When fantasy-based intimacy becomes a loop
Fantasy-based intimacy can become more difficult when the imagined connection starts to replace the real one. At that point, a person may become attached not to who someone is, but to who they hope that person might be. The relationship then begins to revolve around projection rather than contact.
This can create a painful loop. Someone may ignore discomfort, avoid naming their needs, or struggle to set boundaries because doing so could disturb the illusion. They may hold onto an imagined version of the relationship long after emotional distance, inconsistency, or unavailability has become clear. In that way, fantasy-based intimacy can move from comfort to self-protection, and then from self-protection into self-sabotage.
How fantasy-based intimacy shows up in therapy
Fantasy-based intimacy can also appear in therapy. A client may idealise the therapist, imagine a deeper level of understanding than has actually developed, or place unmet relational needs into the therapeutic space. That does not mean something has gone wrong. Often, it means something important is unfolding.
In therapy, these moments can be approached with care and reflection. The aim is not to shame the fantasy or dismiss it. The aim is to explore what it may be expressing. Very often, it points towards a deeper longing to feel safe, valued, chosen, or understood. When handled thoughtfully, this can become meaningful therapeutic work.
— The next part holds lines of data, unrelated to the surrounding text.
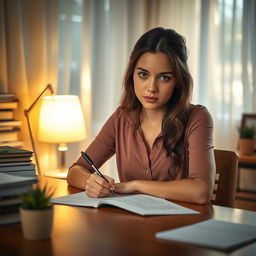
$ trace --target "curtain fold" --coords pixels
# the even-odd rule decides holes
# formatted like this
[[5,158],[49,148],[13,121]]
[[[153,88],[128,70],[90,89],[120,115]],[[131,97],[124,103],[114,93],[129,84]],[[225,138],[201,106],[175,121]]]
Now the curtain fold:
[[[48,83],[56,88],[57,1],[1,0],[0,3],[3,14],[0,19],[1,45],[5,45],[6,53],[0,77],[1,80],[7,77],[1,81],[0,90],[16,93],[19,108],[15,111],[15,118],[22,121],[24,148],[32,150],[24,110]],[[37,104],[30,114],[35,140],[38,112]],[[55,147],[46,143],[36,144],[41,169],[56,166],[55,154],[50,154]]]

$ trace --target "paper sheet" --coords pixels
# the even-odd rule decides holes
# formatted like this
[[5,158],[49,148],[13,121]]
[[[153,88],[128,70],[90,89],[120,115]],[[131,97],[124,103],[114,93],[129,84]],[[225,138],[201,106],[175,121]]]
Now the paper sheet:
[[194,225],[156,233],[157,238],[232,250],[256,241],[256,226],[218,220],[206,220]]

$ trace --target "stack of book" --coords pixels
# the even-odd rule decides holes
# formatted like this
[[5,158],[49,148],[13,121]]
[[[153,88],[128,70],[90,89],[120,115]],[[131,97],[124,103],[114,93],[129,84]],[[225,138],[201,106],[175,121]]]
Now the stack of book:
[[31,162],[32,151],[0,146],[0,172],[10,175],[36,177],[35,164]]
[[22,146],[21,121],[14,119],[18,99],[14,93],[0,94],[0,146]]
[[33,152],[0,146],[0,226],[19,222],[19,194],[37,182]]

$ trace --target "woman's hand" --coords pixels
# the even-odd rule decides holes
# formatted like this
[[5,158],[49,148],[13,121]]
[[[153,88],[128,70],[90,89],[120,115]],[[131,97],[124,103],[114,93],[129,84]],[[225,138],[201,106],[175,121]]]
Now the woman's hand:
[[96,173],[90,175],[86,181],[85,193],[89,197],[107,197],[111,195],[111,190],[114,190],[114,180],[105,175],[108,180],[106,182]]
[[137,192],[136,180],[116,183],[115,192],[124,193],[124,194]]

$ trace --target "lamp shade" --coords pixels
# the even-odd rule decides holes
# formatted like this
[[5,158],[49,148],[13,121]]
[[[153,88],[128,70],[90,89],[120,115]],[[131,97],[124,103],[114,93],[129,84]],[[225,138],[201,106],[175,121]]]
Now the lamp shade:
[[45,96],[42,100],[38,140],[71,143],[85,139],[85,122],[78,96]]

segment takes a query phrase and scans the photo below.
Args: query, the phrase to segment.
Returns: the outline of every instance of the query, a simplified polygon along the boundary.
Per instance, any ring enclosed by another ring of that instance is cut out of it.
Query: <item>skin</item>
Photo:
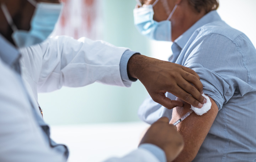
[[[184,149],[174,162],[191,162],[196,157],[218,111],[215,102],[209,98],[212,106],[207,113],[201,116],[193,113],[176,125],[178,132],[183,137],[185,145]],[[177,100],[182,101],[180,99],[177,98]],[[190,107],[190,104],[184,102],[184,106],[174,108],[170,124],[173,124],[189,111]]]
[[[152,4],[155,0],[143,0],[142,3]],[[166,19],[170,12],[165,10],[163,2],[166,1],[171,11],[175,5],[176,10],[171,19],[172,22],[172,40],[174,41],[206,14],[204,11],[199,13],[191,6],[186,0],[160,0],[154,6],[154,19],[157,21]],[[189,111],[190,104],[183,101],[182,99],[177,100],[183,102],[184,105],[173,109],[172,118],[170,124],[174,123]],[[218,112],[215,102],[210,98],[212,102],[211,109],[202,116],[193,113],[177,125],[178,131],[183,137],[184,149],[175,162],[191,162],[194,158],[206,135],[214,121]]]
[[[59,3],[59,0],[37,0],[37,1]],[[29,30],[30,21],[35,9],[34,6],[26,0],[0,0],[0,2],[6,4],[18,29]],[[15,3],[17,5],[12,5]],[[13,31],[1,10],[0,23],[1,24],[0,33],[14,45],[11,38]],[[141,61],[144,63],[141,64]],[[158,66],[154,66],[154,64],[156,63]],[[163,67],[164,65],[165,67]],[[155,69],[151,67],[154,67]],[[173,94],[198,108],[201,107],[206,101],[201,95],[203,85],[198,75],[187,68],[145,56],[135,55],[129,60],[127,70],[130,76],[139,79],[143,84],[154,101],[168,108],[182,105],[182,103],[166,97],[164,94],[166,92]],[[160,72],[161,73],[160,75]],[[158,81],[157,78],[163,80],[160,80],[161,82]],[[192,86],[191,84],[195,86]]]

Moving from fantasy-based intimacy towards real connection
The shift from fantasy-based intimacy to real intimacy is rarely quick. It can involve disappointment, grief, uncertainty, and the painful recognition that what felt emotionally real may not have been fully mutual. Yet this shift can also open the door to something more grounded.
Real intimacy asks for presence. It asks for honesty, boundaries, and the willingness to meet another person as they are rather than as we wish them to be. That can feel much less comfortable than fantasy at first. Even so, it is usually where a deeper connection begins.
How therapy can help
Therapy can help people explore fantasy-based intimacy without shame. It can offer a space to understand where the pattern began, what it has protected, and what it may be costing now. It can also help someone build more trust in their own perceptions, recognise relational patterns, and move towards a connection that feels more mutual and real.
Fantasy-based intimacy is not a sign of weakness. It is often a response to pain, longing, or unmet need. When explored with care, it can become not just a survival strategy, but a starting point for healing.
If you recognise yourself in this pattern, therapy can offer a supportive space to explore it gently and begin moving towards relationships rooted more in presence than projection.